Outdoor lessons provide ‘deeper learning’ opportunities
Published 8:47 pm Wednesday, July 10, 2019
Dozens of students dove into lessons in Suffolk waters on Wednesday held by the Tidewater Regional Governor’s School, with assistance from the Nansemond River Preservation Alliance and Suffolk Public Works.
The governor’s school has held this hands-on learning program since 1993. The school selects 60 gifted students — rising fourth-graders through seventh-graders — out of more than 200 applicants from Suffolk, Isle of Wight, Franklin and Southampton.
This year, 30 of those students are from Suffolk Public Schools, according to Tidewater Regional Governor’s School Executive Director Leslie Moring.
This is also the first year that NRPA has partnered with the Governor’s School for the program, which is grant funded by the Virginia Department of Education. The theme for this year is “deeper learning,” with activities that show students hands-on marine science lessons from both micro and macro perspectives.
“This program is important because through experimentation, observation and research, students get to work in cross-age groups to explore the technology, engineering and arts involved in marine science,” Moring wrote in an email. “Students have the opportunity to gain real-world experience and to showcase what they have learned through a culminating project.”
Students were divided into groups between Bennett’s Creek Park and Hoffler Creek Pier on Wednesday. At Bennett’s Creek, they were instructed by NRPA volunteers, as well as Public Works personnel.
NRPA volunteer Mike Reiss had the young students put on their lifejackets and pair up into canoes. Students then paddled out from the dock and into Bennett’s Creek, with calm waters under clear blue skies.
Many of the students hadn’t been out in a canoe before, but their nerves gave way to excitement by the time they paddled back to the beach.
“When you haven’t paddled before it’s a little confusing, but they’re doing well,” Reiss said about the students.
These students put on water waders back at the dock for another lesson involving a seine net.
NRPA volunteer Cathy Roberts and Erin Rountree with Suffolk Public Works showed the students how to use the seine net to gather critters from the water. The students then picked up the fiddler crabs, fish and other water life into plastic containers for a closer look.
Rising fourth-grader Willow Hamlin, 9, from Oakland Elementary School liked seeing her friend pick up a baby crab — “there’s lots of baby crabs,” Willow said — but her favorite find was the grass shrimp.
“It kind of kept jumping,” Willow said about the shrimp she held. “It was kind of slimy and wiggly.”
The students were very excited for all the new experiences. They asked the adults plenty of questions and gave them their undivided attention — at least when they weren’t holding a crab for the first time.
“They are just so excited about everything,” said Megan Farabaugh, gifted resource teacher at Col. Fred Cherry Middle School. She said the students were “totally consumed with learning” about animals in their natural habitat.

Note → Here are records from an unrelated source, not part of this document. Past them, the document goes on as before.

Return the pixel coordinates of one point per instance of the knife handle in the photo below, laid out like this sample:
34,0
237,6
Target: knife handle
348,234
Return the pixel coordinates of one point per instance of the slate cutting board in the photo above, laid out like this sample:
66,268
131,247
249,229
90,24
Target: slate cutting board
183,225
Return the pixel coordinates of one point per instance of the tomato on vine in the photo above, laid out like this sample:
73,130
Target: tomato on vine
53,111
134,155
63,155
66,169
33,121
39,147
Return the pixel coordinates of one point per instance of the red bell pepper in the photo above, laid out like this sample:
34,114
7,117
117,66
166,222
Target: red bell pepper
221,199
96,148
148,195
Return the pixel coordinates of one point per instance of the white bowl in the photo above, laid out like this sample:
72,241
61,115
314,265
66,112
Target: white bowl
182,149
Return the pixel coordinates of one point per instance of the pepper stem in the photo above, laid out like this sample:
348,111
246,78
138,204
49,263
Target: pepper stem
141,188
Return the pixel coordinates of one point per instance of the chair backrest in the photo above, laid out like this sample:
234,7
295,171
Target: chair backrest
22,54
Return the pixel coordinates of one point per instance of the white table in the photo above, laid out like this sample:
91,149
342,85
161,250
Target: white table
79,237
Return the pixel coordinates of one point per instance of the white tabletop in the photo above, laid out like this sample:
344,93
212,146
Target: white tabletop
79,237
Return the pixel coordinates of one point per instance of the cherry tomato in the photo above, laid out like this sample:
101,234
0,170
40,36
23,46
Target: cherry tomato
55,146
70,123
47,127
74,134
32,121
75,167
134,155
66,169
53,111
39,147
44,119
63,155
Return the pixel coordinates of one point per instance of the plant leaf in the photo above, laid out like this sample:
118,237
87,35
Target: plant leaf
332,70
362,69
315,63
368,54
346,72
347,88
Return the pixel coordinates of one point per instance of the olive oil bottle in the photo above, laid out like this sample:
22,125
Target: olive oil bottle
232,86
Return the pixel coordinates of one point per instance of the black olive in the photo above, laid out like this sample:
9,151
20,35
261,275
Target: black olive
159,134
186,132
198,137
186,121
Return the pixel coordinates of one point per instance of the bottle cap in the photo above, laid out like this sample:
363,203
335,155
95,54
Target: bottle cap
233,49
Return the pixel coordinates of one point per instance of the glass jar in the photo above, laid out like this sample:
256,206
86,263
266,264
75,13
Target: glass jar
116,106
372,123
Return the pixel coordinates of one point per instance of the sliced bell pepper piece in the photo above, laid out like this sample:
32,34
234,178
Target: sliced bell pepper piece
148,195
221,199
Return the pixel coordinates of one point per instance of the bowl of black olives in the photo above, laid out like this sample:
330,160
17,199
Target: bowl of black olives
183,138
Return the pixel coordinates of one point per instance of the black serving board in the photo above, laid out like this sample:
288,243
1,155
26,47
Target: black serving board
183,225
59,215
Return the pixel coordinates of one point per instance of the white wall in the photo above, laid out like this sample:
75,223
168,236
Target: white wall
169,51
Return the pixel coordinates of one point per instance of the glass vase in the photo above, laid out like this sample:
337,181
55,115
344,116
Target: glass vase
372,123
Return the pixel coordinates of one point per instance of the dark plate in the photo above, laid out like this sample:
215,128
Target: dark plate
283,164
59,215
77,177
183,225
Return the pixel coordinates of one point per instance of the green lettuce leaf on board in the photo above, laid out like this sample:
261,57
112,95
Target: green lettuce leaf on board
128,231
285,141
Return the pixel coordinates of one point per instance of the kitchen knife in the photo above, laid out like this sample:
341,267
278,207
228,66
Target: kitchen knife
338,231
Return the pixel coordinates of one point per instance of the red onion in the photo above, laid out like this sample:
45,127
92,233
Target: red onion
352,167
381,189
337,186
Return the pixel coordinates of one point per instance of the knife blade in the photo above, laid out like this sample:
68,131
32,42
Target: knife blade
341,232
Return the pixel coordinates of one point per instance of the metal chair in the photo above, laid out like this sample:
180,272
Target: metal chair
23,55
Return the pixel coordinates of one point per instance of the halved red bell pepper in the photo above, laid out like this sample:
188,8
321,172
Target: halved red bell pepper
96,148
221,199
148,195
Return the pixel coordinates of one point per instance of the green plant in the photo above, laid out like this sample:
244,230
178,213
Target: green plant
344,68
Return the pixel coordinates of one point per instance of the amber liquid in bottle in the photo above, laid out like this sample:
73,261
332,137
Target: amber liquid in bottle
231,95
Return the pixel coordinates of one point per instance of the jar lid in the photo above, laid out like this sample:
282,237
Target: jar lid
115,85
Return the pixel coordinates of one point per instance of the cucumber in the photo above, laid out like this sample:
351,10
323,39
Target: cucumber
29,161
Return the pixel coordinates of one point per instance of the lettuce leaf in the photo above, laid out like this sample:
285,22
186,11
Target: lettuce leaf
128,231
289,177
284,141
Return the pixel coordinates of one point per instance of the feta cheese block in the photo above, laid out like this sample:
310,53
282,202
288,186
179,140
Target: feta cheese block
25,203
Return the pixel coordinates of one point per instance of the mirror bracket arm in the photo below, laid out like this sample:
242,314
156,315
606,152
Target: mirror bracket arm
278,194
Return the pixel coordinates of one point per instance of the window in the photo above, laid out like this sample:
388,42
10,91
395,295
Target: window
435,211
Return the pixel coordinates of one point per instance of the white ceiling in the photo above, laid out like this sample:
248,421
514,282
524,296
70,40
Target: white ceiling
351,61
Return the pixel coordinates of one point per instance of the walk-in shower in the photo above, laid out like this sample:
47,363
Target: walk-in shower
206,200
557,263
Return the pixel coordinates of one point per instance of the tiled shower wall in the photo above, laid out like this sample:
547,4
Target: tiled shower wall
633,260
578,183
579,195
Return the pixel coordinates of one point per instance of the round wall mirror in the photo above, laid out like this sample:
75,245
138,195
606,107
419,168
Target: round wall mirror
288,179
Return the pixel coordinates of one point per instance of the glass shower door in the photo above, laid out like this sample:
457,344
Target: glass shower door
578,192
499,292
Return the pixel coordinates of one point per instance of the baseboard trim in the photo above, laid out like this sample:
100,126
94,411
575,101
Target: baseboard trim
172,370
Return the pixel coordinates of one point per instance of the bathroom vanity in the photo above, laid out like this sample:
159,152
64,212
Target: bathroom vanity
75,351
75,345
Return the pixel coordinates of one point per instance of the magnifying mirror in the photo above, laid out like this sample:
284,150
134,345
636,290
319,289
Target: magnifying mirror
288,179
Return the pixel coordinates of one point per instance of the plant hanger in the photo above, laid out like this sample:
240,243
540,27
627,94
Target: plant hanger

Opportunities like these provide children with outdoor learning classrooms that make a more significant impression on them than PowerPoint slides and textbooks. It’s that kind of experience that NRPA seeks to provide, as well, according to NRPA President Elizabeth Taraski.
“They’re memorable, and they’re something they’ll share with family,” Taraski said.
NRPA volunteer Karla Smith was also impressed by her “super” students on Wednesday as she presented tools used for water quality analysis, such as a secchi disk, which is used to measure the water’s transparency, also known as turbidity.
“I like it when they haven’t done it all yet, because then they’re huge sponges,” Smith said about the students, whether it’s their first time canoeing or using a seine net or secchi disk. “If it’s your first time going out in a canoe, or seeing the critter (and) learning the terminology — or pulling a seine net — then you’re not bored.
“It’s all new, hands-on learning.”
NRPA’s Cindi Pinell also showed the children how to clean, sort and place oysters in oyster gardens on Hoffler Creek Wednesday with help from high school volunteers. The students also learned about the importance of oysters in filtering the waterways.
Moring said that each of these lessons addressed a different aspect of STEAM learning — science, technology, engineering, the arts and mathematics. They worked in groups with students they hadn’t met before, and got experience with “argument-based inquiry.”
“It promotes science by having students deriving their own questions and making arguments to support their own claims,” she said, which challenges them to experiment and collect evidence.